Treatment 2017 Flightlines, a joint project between Deakin University, Melbourne Water and the Wyndham City Council, will open this week at the Werribee plant, as the second iteration of the hugely successful temporary art exhibition.
Treatment 2015 gave 500 people the opportunity to tour the Western Treatment Plant over two days, experiencing the work of five contemporary artists who responded to the environment, technology, and heritage of the site.
The number two version has grown to include the work of eight artists who will again provide an unusual way to experience western Melbourne’s oldest and biggest waste water treatment plants.
Treatment 2017 features on-location works by each artists spread across the 10,500 hectare treatment plant with free bus tours linking the artworks on a 2.5 hour journey.
Curator Dr Cameron Bishop, Senior Lecturer in Art and Performance in Deakin University’s School of Communications and Creative Arts, said that the 10 featured artists had immersed themselves in the unique space to develop their own individual site responses to the technologies, people, histories, landscapes and wildlife at the treatment plant.
“Just like sewage has been transformed into liquid gold (water), ideas have taken form through material processes to become artworks,” Dr Bishop said.
“The Western Treatment Plant has played a key role in Melbourne’s history, yet before we began these exhibitions it was largely unknown to the public – understandably, given its contents and occasional odour, which is now largely under control thanks to a multi-million dollar facility.
Dr Bishop said Treatment aimed to support the transformation of perceptions of the Werribee region, which had grown dramatically and was now developing a strong focus on arts and culture.
“One of the benefits of placing art in a public space is that it engages artists in the rich complexities of the world we live in. Public art speaks to the world as it is, instead of being located in a ‘white cube’ or sterile gallery space,” he said.
The site’s heritage includes the abandoned former township of Cocoroc, which in the 1950s was home to over 700 farm workers and their families, before technological advances and improved transport options saw residents drift away until the township closed down in the early 1970s.
Melbourne Water Acting General Manager Customer and Strategy Gavan O’Neill said people would be surprised at everything the plant had to offer.
“It’s about so much more than sewage treatment. What people discover when they visit the Western Treatment Plant is what a diverse and culturally rich site it is,” Mr O’Neill said.
“The site is a real world leader in technical and environmental innovation, but also has such a sense of history about it. There’s a really interesting contrast between the important work we’re doing with renewable energy and other future-focused initiatives, and the fascinating history of the plant as well as its role as an environmental habitat for plants and animals.”

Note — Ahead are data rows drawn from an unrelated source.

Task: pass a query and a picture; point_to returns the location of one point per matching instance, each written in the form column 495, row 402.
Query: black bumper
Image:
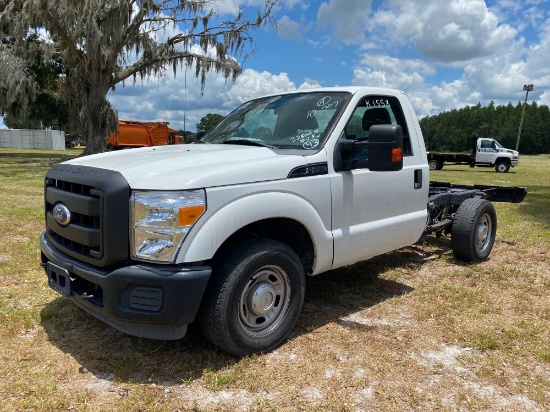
column 147, row 300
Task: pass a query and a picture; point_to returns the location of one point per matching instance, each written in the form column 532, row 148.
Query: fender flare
column 204, row 240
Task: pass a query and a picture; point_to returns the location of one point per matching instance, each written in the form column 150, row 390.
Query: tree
column 103, row 43
column 209, row 121
column 45, row 107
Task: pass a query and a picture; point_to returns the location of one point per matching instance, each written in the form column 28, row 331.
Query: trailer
column 485, row 153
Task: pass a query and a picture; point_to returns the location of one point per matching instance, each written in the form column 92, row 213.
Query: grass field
column 411, row 330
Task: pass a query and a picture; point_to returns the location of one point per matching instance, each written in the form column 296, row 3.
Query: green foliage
column 209, row 121
column 102, row 43
column 451, row 131
column 46, row 107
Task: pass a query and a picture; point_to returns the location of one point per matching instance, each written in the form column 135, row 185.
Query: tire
column 474, row 230
column 254, row 296
column 502, row 167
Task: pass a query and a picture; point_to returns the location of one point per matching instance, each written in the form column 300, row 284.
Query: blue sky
column 443, row 54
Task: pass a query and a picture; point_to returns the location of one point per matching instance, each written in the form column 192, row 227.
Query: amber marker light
column 396, row 155
column 190, row 214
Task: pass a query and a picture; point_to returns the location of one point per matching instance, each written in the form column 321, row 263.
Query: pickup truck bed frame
column 445, row 198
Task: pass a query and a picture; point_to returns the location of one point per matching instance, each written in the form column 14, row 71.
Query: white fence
column 32, row 139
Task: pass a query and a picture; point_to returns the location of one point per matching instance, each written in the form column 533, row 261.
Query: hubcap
column 483, row 232
column 264, row 301
column 261, row 299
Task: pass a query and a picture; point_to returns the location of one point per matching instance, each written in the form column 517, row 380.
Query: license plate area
column 59, row 279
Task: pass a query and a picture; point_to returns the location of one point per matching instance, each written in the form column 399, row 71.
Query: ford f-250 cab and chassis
column 224, row 231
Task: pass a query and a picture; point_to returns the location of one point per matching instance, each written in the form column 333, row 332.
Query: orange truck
column 132, row 133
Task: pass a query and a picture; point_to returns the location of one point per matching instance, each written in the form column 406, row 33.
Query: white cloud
column 386, row 71
column 289, row 29
column 448, row 32
column 348, row 19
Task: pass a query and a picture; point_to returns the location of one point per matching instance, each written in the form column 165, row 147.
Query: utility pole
column 526, row 88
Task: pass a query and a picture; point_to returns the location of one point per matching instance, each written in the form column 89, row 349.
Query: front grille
column 98, row 203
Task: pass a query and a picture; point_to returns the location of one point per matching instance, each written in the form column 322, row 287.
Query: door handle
column 418, row 179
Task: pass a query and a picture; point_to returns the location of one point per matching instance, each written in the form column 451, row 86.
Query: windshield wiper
column 246, row 142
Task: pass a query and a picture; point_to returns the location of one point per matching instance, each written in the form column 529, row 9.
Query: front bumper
column 147, row 300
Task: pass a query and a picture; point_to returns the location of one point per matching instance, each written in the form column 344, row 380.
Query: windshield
column 290, row 121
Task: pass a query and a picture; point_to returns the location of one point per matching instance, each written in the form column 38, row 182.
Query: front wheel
column 474, row 230
column 502, row 167
column 254, row 297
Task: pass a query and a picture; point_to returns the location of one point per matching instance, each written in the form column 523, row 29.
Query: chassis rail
column 444, row 199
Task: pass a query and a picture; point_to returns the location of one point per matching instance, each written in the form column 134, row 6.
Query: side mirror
column 385, row 150
column 200, row 134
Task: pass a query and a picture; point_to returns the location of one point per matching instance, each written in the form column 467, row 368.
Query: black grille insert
column 98, row 203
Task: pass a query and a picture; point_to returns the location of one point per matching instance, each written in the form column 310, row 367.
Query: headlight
column 161, row 220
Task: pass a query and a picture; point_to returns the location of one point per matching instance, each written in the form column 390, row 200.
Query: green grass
column 375, row 335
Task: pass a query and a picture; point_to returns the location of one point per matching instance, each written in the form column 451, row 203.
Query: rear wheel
column 254, row 297
column 502, row 167
column 474, row 230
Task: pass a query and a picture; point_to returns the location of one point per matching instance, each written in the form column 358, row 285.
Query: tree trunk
column 100, row 119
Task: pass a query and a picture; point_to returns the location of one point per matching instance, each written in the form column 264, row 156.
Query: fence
column 32, row 139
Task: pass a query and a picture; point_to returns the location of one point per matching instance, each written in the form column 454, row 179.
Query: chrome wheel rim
column 483, row 232
column 264, row 301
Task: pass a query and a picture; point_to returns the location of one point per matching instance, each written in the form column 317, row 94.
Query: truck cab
column 490, row 153
column 224, row 231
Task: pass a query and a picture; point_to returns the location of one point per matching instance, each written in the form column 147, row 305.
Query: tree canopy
column 102, row 43
column 209, row 121
column 451, row 131
column 45, row 107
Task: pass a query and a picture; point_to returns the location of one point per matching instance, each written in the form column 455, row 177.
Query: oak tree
column 102, row 43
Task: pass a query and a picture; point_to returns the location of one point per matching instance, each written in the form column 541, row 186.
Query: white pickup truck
column 224, row 231
column 485, row 153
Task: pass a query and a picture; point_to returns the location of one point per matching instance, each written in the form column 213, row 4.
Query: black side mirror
column 200, row 134
column 385, row 150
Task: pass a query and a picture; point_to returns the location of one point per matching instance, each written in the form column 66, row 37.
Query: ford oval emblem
column 62, row 214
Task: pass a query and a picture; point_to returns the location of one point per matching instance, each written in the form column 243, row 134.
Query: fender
column 205, row 239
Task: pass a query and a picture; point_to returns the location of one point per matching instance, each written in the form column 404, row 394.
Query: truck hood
column 194, row 165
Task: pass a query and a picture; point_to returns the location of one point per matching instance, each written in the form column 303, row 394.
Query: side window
column 374, row 110
column 486, row 144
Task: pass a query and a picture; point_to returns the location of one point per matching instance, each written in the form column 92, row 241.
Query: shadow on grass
column 104, row 351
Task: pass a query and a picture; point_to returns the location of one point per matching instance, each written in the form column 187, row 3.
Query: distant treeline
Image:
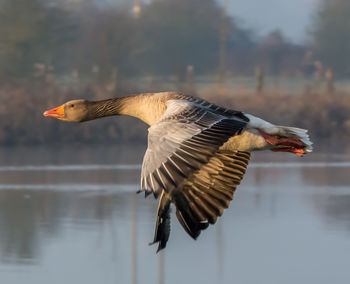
column 22, row 123
column 97, row 40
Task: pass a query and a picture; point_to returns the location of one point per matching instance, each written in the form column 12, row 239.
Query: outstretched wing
column 181, row 142
column 204, row 196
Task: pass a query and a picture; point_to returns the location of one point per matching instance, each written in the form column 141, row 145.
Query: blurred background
column 68, row 208
column 289, row 57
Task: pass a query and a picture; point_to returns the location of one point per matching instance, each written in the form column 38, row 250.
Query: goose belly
column 249, row 140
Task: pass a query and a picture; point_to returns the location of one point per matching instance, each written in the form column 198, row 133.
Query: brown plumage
column 197, row 152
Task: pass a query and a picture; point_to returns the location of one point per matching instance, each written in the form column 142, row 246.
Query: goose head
column 72, row 111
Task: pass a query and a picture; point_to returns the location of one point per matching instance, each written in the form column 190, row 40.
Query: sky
column 292, row 17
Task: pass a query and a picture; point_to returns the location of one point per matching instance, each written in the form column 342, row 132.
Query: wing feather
column 181, row 142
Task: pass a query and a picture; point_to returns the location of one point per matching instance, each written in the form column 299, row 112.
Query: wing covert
column 181, row 142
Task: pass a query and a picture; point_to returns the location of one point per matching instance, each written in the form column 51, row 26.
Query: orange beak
column 57, row 112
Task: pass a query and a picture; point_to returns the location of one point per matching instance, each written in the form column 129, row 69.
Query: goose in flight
column 197, row 151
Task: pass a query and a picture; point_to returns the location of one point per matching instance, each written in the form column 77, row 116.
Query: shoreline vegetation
column 325, row 115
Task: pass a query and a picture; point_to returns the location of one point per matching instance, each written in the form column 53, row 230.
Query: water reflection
column 56, row 222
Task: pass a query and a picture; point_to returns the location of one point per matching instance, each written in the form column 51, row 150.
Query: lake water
column 72, row 216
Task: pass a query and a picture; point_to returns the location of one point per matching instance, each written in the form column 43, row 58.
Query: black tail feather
column 162, row 230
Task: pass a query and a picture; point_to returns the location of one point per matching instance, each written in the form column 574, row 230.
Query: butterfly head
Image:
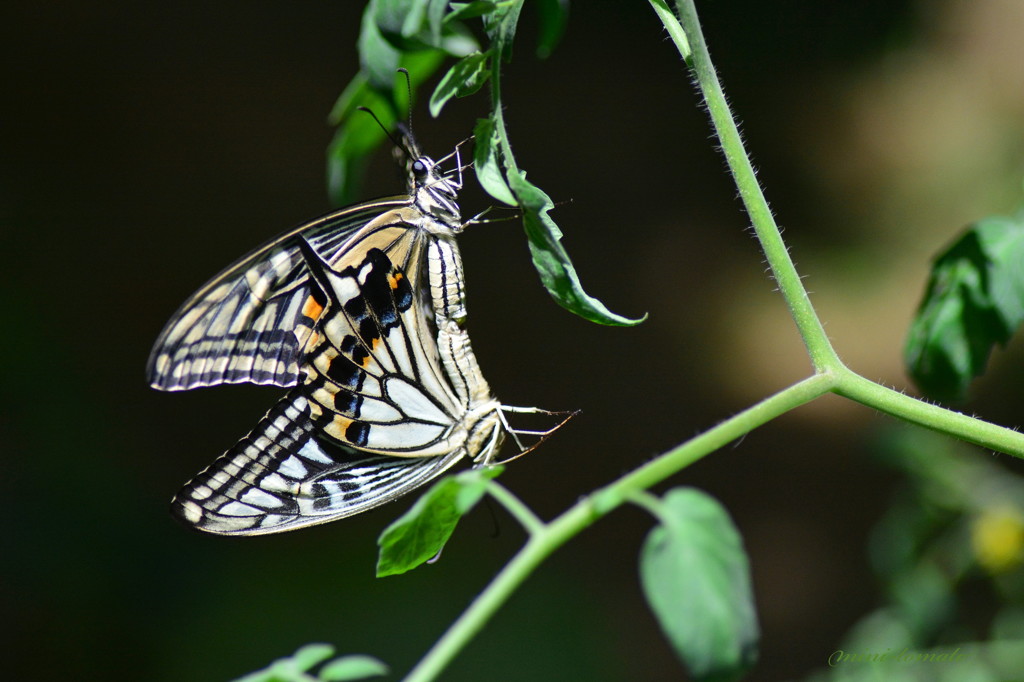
column 432, row 192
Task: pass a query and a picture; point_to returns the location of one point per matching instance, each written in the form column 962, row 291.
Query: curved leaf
column 488, row 173
column 696, row 580
column 550, row 259
column 356, row 667
column 422, row 531
column 975, row 299
column 466, row 77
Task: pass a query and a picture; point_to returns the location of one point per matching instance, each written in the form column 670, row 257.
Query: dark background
column 146, row 145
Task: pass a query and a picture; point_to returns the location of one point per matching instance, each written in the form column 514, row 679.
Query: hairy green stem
column 830, row 375
column 530, row 521
column 853, row 386
column 548, row 538
column 813, row 334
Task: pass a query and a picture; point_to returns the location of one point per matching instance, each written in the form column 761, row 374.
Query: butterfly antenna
column 397, row 142
column 409, row 107
column 542, row 435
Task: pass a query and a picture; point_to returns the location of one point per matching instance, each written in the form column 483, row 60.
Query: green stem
column 957, row 425
column 813, row 334
column 530, row 521
column 550, row 537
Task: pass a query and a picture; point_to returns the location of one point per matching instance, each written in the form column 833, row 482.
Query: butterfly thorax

“Treatment is a great opportunity for the community to come and find out a bit more about all that goes on at our Western Treatment Plant, and what life used to be like for the community that lived here. To be able to do this through the lens of art makes this event even more exciting.”
Wyndham City Council’s Arts, Culture and Heritage Portfolio Holder, Cr Tony Hooper, welcomed the public art project back to the Western Treatment Plant.

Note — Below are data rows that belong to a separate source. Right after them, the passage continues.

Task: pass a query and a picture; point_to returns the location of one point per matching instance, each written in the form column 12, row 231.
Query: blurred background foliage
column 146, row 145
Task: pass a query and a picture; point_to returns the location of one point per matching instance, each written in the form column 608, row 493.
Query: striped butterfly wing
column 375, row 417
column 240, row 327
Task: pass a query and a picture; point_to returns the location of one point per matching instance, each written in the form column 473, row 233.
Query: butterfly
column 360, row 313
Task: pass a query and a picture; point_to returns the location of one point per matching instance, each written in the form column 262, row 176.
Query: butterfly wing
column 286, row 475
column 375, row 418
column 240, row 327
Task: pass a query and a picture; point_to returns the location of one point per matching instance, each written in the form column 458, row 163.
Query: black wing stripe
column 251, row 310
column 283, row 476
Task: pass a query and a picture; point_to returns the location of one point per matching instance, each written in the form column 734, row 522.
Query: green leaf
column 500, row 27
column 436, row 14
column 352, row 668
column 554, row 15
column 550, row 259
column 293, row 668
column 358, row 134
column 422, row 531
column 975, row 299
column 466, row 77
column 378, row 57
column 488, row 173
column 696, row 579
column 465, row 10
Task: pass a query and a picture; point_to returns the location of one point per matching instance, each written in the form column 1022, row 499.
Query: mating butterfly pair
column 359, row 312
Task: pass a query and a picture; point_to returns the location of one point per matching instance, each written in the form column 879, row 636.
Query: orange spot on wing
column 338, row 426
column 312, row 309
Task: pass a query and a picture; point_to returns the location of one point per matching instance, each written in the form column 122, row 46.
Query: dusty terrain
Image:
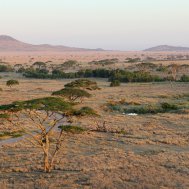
column 151, row 153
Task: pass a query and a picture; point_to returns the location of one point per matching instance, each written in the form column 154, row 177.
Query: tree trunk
column 46, row 155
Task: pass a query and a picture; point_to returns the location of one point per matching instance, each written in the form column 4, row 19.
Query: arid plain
column 143, row 151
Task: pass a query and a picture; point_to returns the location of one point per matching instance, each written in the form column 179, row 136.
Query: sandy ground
column 153, row 152
column 58, row 58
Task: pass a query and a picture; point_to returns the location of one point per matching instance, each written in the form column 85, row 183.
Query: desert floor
column 152, row 153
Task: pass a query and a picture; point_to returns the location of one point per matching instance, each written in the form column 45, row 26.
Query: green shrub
column 115, row 83
column 72, row 94
column 184, row 78
column 85, row 111
column 12, row 82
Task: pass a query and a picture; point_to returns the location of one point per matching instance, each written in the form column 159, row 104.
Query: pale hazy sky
column 109, row 24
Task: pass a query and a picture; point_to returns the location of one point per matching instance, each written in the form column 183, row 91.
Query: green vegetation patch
column 72, row 129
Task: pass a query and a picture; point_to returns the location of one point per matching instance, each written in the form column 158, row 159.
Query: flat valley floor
column 151, row 153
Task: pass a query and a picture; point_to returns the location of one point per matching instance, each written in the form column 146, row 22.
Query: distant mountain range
column 167, row 48
column 9, row 44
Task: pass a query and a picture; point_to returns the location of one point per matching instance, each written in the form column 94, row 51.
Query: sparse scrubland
column 111, row 122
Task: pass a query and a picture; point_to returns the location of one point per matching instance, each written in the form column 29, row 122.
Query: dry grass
column 151, row 153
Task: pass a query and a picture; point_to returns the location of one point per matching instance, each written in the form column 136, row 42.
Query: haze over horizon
column 107, row 24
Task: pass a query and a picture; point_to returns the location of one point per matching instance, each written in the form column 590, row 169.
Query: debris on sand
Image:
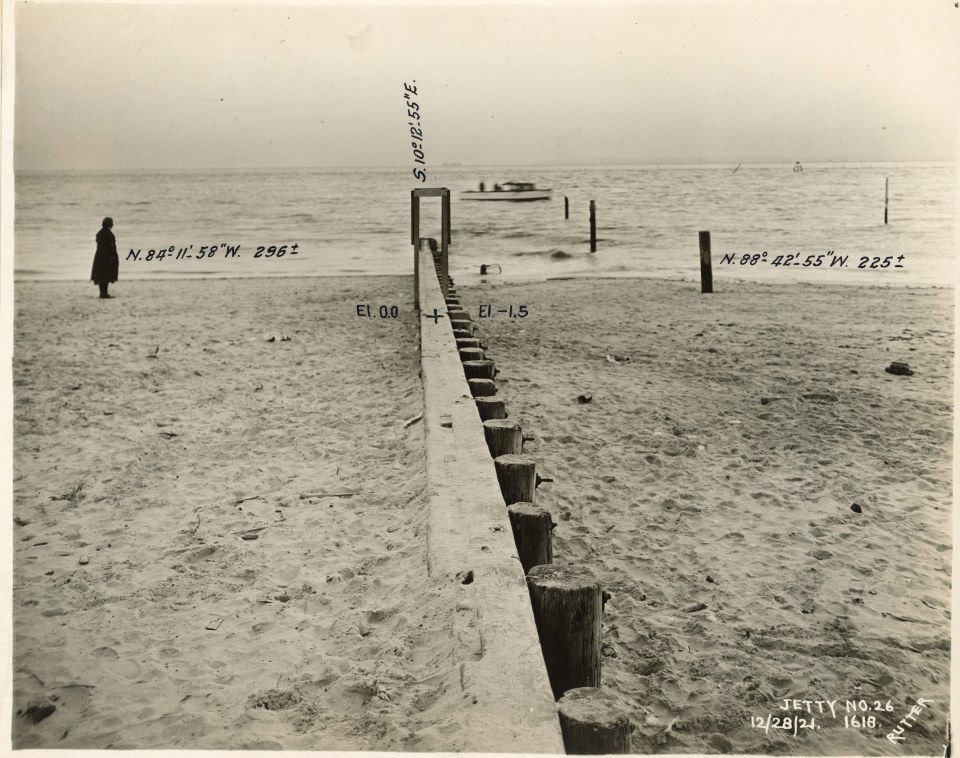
column 899, row 368
column 37, row 712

“The Western Treatment Plant is more than just a vital piece of infrastructure. The plant is considered one of the best bird watching sites in Australia, second only to Kakadu, with hundreds of different bird species living in the area,” Cr Hooper said.
“Every year more than 7,000 people visit the plant just to get a glimpse of these birds, representing a significant asset for tourism in Victoria. It is great that so many talented artists are once again coming to Wyndham to share their skills and transform an area like the Western treatment Plant. This innovative art project will definitely be a must-see event."

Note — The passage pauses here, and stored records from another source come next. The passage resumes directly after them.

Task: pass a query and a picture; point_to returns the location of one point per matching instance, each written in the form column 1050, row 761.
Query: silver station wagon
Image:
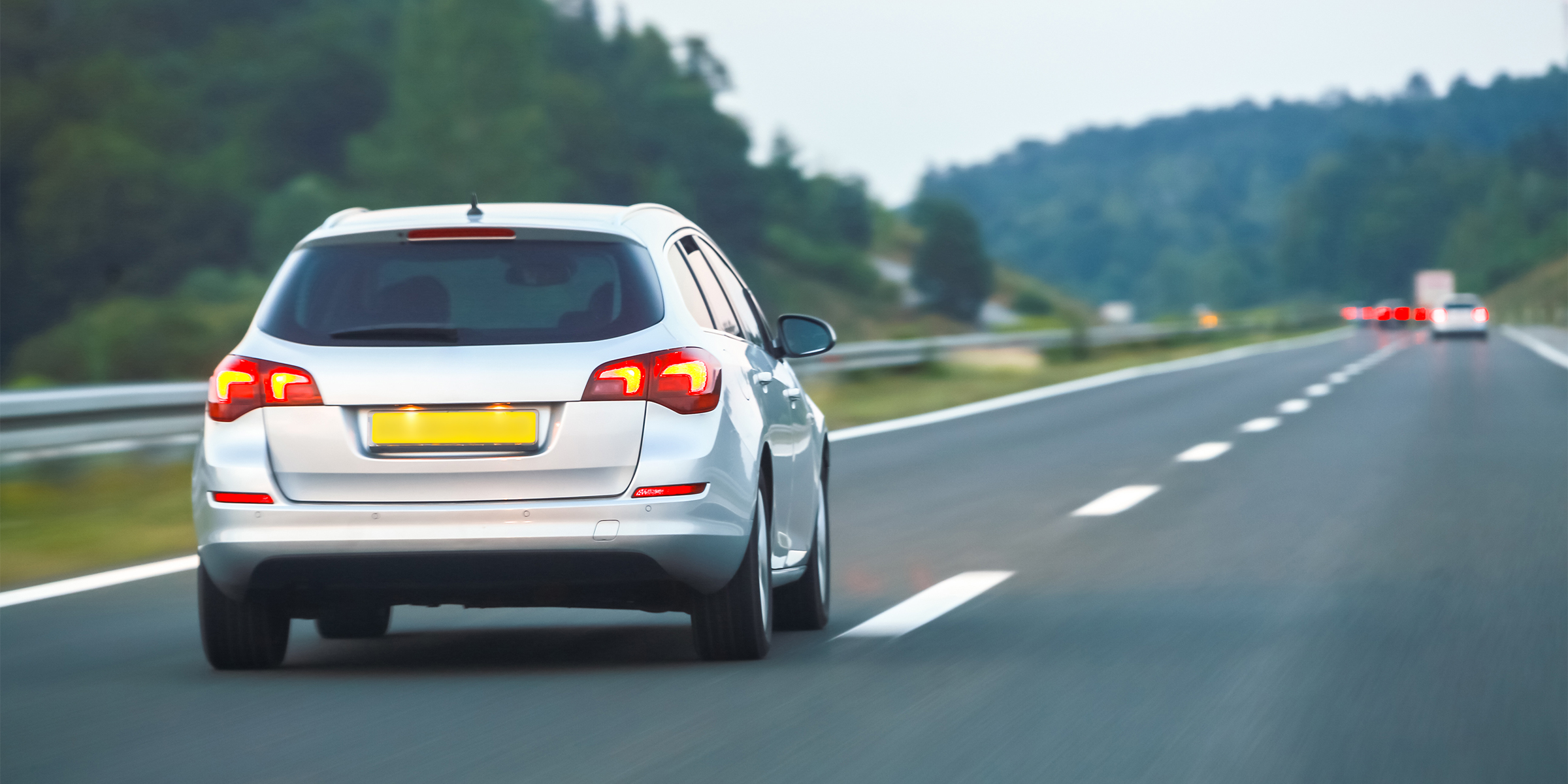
column 512, row 405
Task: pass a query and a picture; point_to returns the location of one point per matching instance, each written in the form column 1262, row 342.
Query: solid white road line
column 929, row 604
column 1117, row 500
column 1206, row 451
column 1087, row 383
column 1535, row 344
column 99, row 581
column 1261, row 424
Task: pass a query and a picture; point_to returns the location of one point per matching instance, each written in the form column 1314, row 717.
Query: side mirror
column 805, row 336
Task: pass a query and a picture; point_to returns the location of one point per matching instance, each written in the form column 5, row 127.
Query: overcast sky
column 887, row 88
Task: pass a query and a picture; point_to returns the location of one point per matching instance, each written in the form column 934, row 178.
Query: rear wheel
column 353, row 621
column 237, row 634
column 738, row 620
column 804, row 604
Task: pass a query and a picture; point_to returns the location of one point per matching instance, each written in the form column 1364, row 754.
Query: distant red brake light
column 463, row 233
column 240, row 385
column 670, row 490
column 242, row 498
column 683, row 380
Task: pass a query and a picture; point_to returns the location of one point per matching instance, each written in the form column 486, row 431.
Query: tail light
column 683, row 380
column 240, row 385
column 668, row 490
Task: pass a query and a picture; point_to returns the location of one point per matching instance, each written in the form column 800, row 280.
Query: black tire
column 239, row 636
column 802, row 606
column 736, row 621
column 353, row 621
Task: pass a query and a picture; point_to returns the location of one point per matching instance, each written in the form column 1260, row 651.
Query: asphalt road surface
column 1374, row 590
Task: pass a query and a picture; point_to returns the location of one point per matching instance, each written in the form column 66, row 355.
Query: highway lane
column 1376, row 590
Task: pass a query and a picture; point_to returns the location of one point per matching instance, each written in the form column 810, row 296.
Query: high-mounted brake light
column 463, row 233
column 240, row 385
column 683, row 380
column 670, row 490
column 242, row 498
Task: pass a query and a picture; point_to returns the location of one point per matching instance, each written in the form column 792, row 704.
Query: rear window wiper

The project has been made possible thanks to funding from the Australia Council, Melbourne Water and Wyndham City Council.
Artists include Louis Helbig, who will showcase his extraordinary aerial/modernist views of the plant; Zoe Scoglio, with her investigation of the biosolids precinct in her sound and participatory practice;
Fiona Hillary and her sound project which will turn the 1845 blue stone water tower into a giant amplifier; and Maree Clark who will display her sculptural installation with video works and banner portraits of indigenous figures and grief markings.
Curator: Dr Cameron Bishop, Deakin University
Dates: Saturday 22 and Saturday 29 April
Time: 9am – 5pm
Location: Western Treatment Plant, Lot 1 New Farm Road, Werribee. A free shuttle bus around the exhibition will depart from the Discovery Centre.